GSD with F#, or how I ported my blog to Jekyll

28 Aug 2016

One of the reasons I use F# so much is that it’s an awesome scripting language to Get Stuff Done. Case in point: this blog. I recently decided to switch from BlogEngine.NET to Jekyll, which meant porting over nearly 9 years of blog posts (about 300), extracting html-formatted content from SQL and converting it to markdown. After a couple of weeks of manual process, I realized that at the current cadence, it would take me about a year to complete, and that by then I would probably have lost my mind out of boredom. Time for some automation with F# scripts!

Automation Source: xkcd

My goal here was not to do anything fancy or elegant. I just wanted to get a dumb task over with, with minimum effort. Any code I would have to write would need to pass the following basic test: “will I be done faster with code, including the time it takes me to write it?”. In other words, quick-and-dirty hackery is perfectly OK; or, stated differently, don’t look for best practices in this post.

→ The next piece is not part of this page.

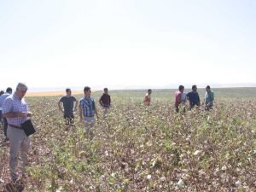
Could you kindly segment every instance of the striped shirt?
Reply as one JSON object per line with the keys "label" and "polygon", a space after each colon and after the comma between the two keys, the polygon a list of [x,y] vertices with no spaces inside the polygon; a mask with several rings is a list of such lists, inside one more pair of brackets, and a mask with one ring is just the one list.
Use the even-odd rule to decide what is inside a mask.
{"label": "striped shirt", "polygon": [[83,110],[84,117],[93,117],[95,113],[95,100],[93,97],[83,97],[79,101],[79,108]]}
{"label": "striped shirt", "polygon": [[[21,100],[16,96],[10,95],[8,96],[3,105],[3,113],[16,113],[16,112],[28,112],[28,107],[25,99]],[[26,117],[15,117],[15,118],[6,118],[8,124],[20,126],[20,124],[24,123],[27,118]]]}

Extracting posts with the SQL Type Provider

First step: I need access to the data. All contents are stored in an antediluvian SQL Server instance somewhere on GoDaddy (don’t judge, we all have made some mistakes in our youth), so no luck using the shiny F# SQL Client - we’ll go for the F# SQL Provider instead.

All we need is a connection string:

#r "packages/sqlprovider/lib/fsharp.data.sqlprovider.dll"
open FSharp.Data.Sql

[<Literal>]
let connectionString = """Data Source=TOP-SECRET-CONNECTION-STRING"""

type sql = SqlDataProvider<Common.DatabaseProviderTypes.MSSQLSERVER,connectionString>
let context = sql.GetDataContext()

let posts = 
    context.Dbo.BePosts
    |> Seq.take 10
    |> Seq.toArray

We are now in good shape: we can start querying posts, and accessing all the relevant data:

Accessing posts via SQL Provider

Creating a post

Next, we need to take a blog post, and create a markdown document that complies with Jekyll expectations. Posts go into the _posts folder, the file name follows the pattern 2016-08-28-gsd-with-fsharp.md, and the content is organized along these lines:

---
layout: post
title: GSD with F#, or how I ported my blog to Jekyll
tags:
- F#
- Type-Provider
- Blog
---

Above the fold content goes here...

<!--more-->

... and the rest goes there.

Let’s leave the content part aside for a moment. All we need is to

create a file name from the original publish date and slug,
fill in the template with the original title and the formatted tags,
save that text file in the correct folder.

Let’s start with a couple of utility functions:

open System
open System.IO
open System.Globalization

let textInfo = CultureInfo("en-US",false).TextInfo

let formatTag (tag:string) =
    tag.Trim() 
    |> textInfo.ToTitleCase 
    |> fun text -> text.Replace(" ","-")

let extractTags (post:sql.dataContext.``dbo.be_PostsEntity``) =
    post.``dbo.be_PostTag by PostID``
    |> Seq.toList
    |> List.map (fun tag -> tag.Tag)
    |> List.map formatTag

let formatDate (date:DateTime) = date.ToString("yyyy-MM-dd")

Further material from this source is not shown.